VMs on the other hand actually are designed as a security boundary, but even then there are still attacks you can do against other VMs on the same box.

CodesInChaos · on Feb 9, 2021

I agree that both are security boundaries in theory. But a minimal hypervisor is much stronger than a cgroup container. Cgroup containers are a thin door made of wood, VMs a vault door made of steel. So people saying "containers are no security boundary" are exaggerating a bit, but not much.

A minimal VM, like firecracker has a small attack surface, so I'm willing to trust that privilege escalation/VM escapes will be rare.

A process restricted by cgroup/namespace/etc. still has access to the huge API surface exposed by the kernel, so privilege escalation is common, and I'm unwilling to trust this mechanism to isolate malicious code.

sneak · on Feb 9, 2021

I agree that they're not very good ones, but a container escape would be treated by everyone the same way a VM escape would be: instant patching, coordinated/embargoed disclosure, AWS finding out before you do, et c.

They didn't start out at the design phase that way, but they absolutely are today.

tekknik · on Feb 10, 2021

https://en.wikipedia.org/wiki/Virtual_machine_escape

CodesInChaos · on Feb 10, 2021

Of course VMs escapes exist. But many of the vulnerabilities are in functionality which aren't relevant for modern servers. Hardware virtualization support prevents many attacks. For example firecracker supports little more than network, block-storage and vsocks, which keeps the attack surface small.
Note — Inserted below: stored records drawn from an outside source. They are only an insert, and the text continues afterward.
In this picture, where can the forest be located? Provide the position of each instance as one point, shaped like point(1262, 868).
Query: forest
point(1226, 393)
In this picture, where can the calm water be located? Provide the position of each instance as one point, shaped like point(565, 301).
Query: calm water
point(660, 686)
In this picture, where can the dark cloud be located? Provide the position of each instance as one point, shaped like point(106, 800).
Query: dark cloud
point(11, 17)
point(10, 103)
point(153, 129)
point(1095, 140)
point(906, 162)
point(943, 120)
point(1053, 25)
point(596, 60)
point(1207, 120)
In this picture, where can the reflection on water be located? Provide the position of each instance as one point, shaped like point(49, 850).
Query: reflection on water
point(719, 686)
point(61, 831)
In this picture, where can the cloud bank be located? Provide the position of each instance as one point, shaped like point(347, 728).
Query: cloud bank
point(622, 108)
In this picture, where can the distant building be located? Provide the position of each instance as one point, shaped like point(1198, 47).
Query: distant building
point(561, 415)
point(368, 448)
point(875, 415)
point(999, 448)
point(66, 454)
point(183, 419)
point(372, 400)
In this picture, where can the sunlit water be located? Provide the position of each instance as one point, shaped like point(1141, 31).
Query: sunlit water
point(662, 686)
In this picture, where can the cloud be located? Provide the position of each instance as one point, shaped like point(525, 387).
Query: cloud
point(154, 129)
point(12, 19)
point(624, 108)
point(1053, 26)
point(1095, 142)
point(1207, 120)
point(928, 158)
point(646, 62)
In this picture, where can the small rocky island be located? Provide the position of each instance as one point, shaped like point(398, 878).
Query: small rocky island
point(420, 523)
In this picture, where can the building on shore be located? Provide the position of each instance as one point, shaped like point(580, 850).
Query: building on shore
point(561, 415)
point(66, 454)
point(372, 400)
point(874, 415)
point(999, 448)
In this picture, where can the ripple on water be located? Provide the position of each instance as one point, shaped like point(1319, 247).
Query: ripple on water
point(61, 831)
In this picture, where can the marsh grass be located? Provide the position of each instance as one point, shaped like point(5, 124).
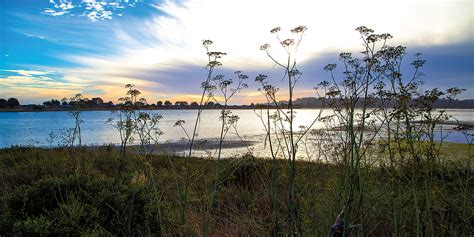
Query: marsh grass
point(41, 195)
point(384, 175)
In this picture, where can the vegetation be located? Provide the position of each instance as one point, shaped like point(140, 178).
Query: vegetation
point(377, 170)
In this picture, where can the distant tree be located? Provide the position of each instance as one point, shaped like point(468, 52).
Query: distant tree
point(97, 101)
point(3, 103)
point(13, 103)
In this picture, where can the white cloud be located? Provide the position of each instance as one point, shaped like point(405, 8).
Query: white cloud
point(93, 10)
point(240, 27)
point(171, 39)
point(28, 72)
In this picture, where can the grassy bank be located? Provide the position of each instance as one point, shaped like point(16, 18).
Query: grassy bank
point(78, 191)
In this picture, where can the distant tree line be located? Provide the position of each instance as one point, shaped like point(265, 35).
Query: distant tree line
point(98, 103)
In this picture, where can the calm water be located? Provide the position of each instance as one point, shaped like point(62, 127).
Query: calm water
point(33, 128)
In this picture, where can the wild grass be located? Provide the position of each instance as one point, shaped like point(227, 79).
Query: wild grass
point(387, 175)
point(43, 195)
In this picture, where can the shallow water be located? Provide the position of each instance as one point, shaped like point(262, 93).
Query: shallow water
point(34, 128)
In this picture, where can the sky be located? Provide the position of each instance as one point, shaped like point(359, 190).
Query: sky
point(58, 48)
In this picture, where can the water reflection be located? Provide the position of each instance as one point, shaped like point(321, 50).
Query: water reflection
point(34, 128)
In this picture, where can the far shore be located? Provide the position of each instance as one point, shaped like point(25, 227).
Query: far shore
point(150, 108)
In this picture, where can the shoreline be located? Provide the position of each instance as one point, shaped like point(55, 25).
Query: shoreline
point(172, 108)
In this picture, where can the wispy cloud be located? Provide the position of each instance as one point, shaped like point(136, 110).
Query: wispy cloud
point(92, 9)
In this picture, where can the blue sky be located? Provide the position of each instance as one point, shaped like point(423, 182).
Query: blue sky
point(57, 48)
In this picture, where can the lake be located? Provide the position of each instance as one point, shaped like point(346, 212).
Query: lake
point(34, 128)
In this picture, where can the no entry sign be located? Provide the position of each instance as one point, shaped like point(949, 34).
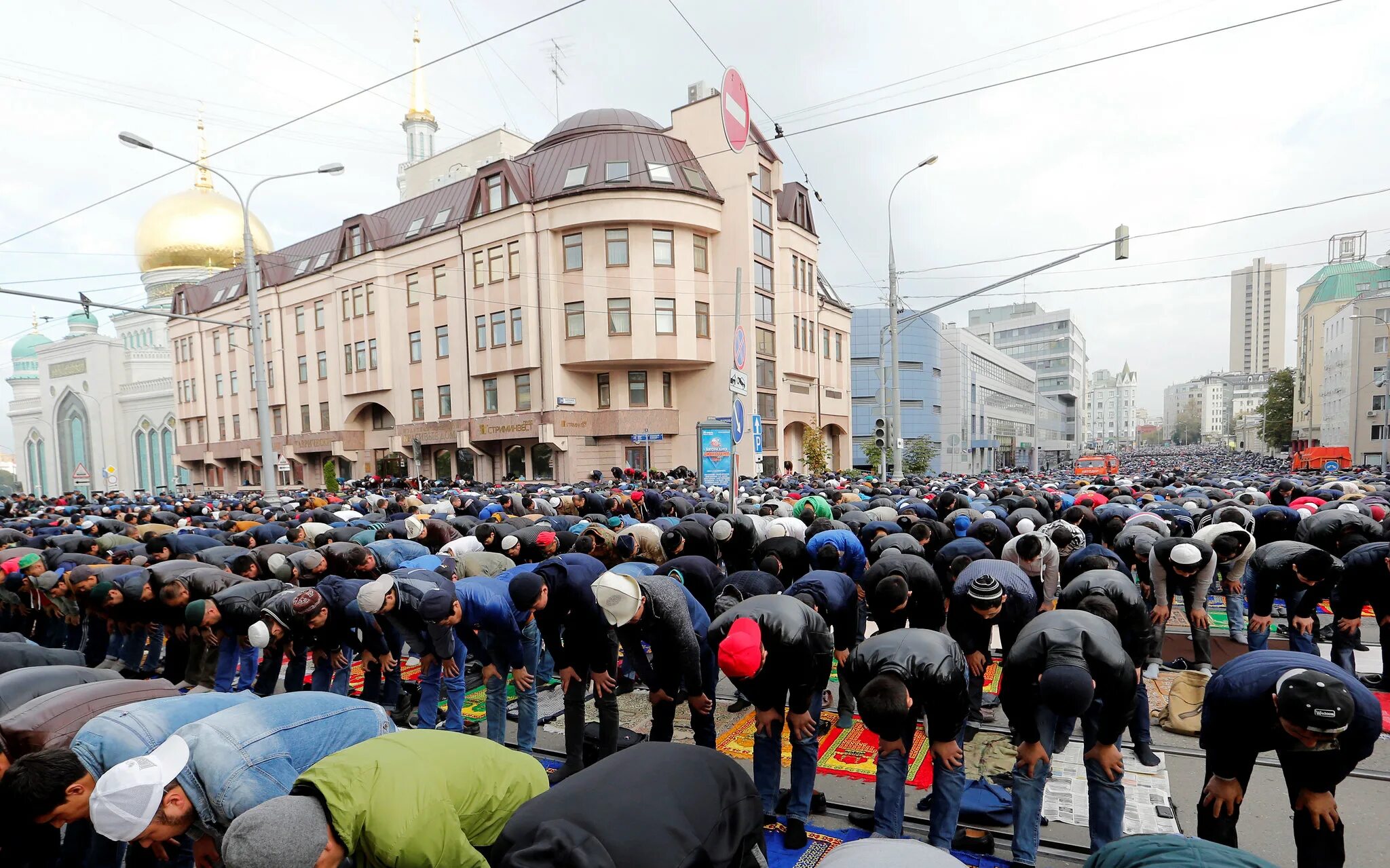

cookiecaper · on Feb 9, 2021

Containers are not intended to be a security boundary -- functionality along those lines has been gradually backported as maintainers realized that nobody was going to care when they said "don't use these as a security boundary".

There's a world of difference between the amalgamation of hacks that comprise cgroups and something like BSD jails, which are and afaik always have been intended to be a security boundary, which implements real first-class kernel isolation for jailed processes, not just another subtree under proc that provides some direction to the kernel around resource consumption/priority and relies on UID/GID hacks to control access.

beermonster · on Feb 9, 2021

No they are not

https://info.aquasec.com/container-security-book

tekknik · on Feb 10, 2021

You expect people to read a book to find out your perspective? Do you have cliff notes on why using isolation mode doesn’t provide a security boundary?

beermonster · on Feb 10, 2021

Containers provide resource isolation using a shared kernel but are not intended to be used in hostile multitenancy scenarios.

A key feature of OS virtualisation is the strong segmentation boundary between

1. Guests

2. Guests and the hypervisor.

For this reason, VMs are seen to provide a stronger security boundary than containers and are used in preference where that aspect is critical owing to environment, multi-tenancy, business context.

See also https://searchcloudsecurity.techtarget.com/tip/VMs-vs-contai...

tekknik · on Feb 12, 2021

So again, what about isolation mode? I don’t know what this is called in the linux world but in windows this feature does exactly this. Still a shared kernel but a far cry from what your explaining.